L’idée que le rythme produit du lien social n’est pas nouvelle. Elle a été théorisé par Marcel Mauss, Henri Hubert, Émile Durkheim ou encore Maurice Halbwachs au début du XXe siècle. Cependant, il nous semble que ces théories n’ont pas été suffisamment réinterrogées à l’aune de la modernité, mais simplement subsumées sous des approches mettant l’individu au cœur des processus de transformation et d’éclatement des temps sociaux. Pourtant, elles peuvent nous renseigner sur la nature des sociétés modernes dès lors qu’elles sont utilisées de manière souple.

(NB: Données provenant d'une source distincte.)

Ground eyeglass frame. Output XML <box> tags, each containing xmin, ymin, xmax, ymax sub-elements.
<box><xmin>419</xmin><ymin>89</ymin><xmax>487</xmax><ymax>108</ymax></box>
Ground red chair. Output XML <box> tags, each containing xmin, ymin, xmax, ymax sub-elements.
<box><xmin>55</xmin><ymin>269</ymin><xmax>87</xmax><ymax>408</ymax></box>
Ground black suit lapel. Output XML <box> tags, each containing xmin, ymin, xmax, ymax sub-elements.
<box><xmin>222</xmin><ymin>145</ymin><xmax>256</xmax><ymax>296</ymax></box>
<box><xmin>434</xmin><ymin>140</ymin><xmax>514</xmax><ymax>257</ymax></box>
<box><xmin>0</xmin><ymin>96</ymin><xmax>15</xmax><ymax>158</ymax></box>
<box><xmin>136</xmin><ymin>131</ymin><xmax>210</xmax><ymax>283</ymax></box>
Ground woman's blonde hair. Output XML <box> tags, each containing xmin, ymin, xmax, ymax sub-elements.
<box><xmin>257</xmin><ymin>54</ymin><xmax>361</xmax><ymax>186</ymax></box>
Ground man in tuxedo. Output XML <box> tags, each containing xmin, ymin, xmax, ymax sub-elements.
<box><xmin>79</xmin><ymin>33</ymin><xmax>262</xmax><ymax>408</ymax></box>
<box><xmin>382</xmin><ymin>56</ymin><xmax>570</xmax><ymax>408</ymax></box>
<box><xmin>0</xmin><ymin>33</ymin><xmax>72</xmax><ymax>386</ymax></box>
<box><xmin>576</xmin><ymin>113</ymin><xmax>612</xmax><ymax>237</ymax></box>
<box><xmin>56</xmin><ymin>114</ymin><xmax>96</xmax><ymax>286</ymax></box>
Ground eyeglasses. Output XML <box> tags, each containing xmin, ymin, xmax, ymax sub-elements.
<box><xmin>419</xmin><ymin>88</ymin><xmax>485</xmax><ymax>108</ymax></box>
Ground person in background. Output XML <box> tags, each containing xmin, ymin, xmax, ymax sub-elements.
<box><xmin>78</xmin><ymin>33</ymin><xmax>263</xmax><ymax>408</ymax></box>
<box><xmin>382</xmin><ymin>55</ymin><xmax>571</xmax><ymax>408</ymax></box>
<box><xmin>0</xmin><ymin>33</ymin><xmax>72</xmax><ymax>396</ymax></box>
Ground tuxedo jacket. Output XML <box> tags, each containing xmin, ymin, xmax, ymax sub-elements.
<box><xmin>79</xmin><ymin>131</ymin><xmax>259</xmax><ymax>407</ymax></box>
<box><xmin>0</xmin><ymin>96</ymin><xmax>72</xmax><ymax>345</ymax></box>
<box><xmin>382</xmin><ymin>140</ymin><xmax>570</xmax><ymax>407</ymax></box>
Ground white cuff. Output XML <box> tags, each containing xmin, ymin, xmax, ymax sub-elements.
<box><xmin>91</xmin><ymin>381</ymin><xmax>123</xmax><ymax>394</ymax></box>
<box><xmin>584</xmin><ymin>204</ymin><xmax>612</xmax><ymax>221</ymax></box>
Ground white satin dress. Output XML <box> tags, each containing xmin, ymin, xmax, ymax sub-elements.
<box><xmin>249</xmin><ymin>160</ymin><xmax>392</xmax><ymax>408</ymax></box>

Il s’agit de ne pas tomber dans leur penchant holiste et déterministe, en y réinjectant quelques-uns des traits les plus saillants de la modernité que sont les processus d’individualisation et de rationalisation. Il s’agit également de faire la différence entre les sociétés discrètes étudiées par ces anthropologues et sociologues, et les sociétés modernes aux contours élargis. Il s’agit enfin de s’éloigner de la dimension religieuse et spirituelle des rythmes anciens sans toutefois nier toute dimension rituelle aux rythmes contemporains. En nous appuyant sur ces auteurs, la question du lien social est au cœur du rythme des concentrations événementielles, tout en étant posée de manière à réévaluer les modalités de la rencontre, de l’engagement dans le rassemblement et des usages sociaux d’une ville apprêtée pour organiser un vivre-ensemble temporaire. Comment l’entrée dans une « troisième solidarité » (Ascher & Godard, 1999) basée sur le principe de réflexivité n’empêche pas de penser le rôle cohésif des rythmes métropolitains ? Qu’est ce qui se joue, du point de vue de la production du lien social, dans les espaces-temps événementiels ? Sommes-nous face à une simple collection d’individus qui s’ignorent à défaut de se comprendre ? En quoi la participation individuelle à un événement peut-elle produire du sens et du lien commun ?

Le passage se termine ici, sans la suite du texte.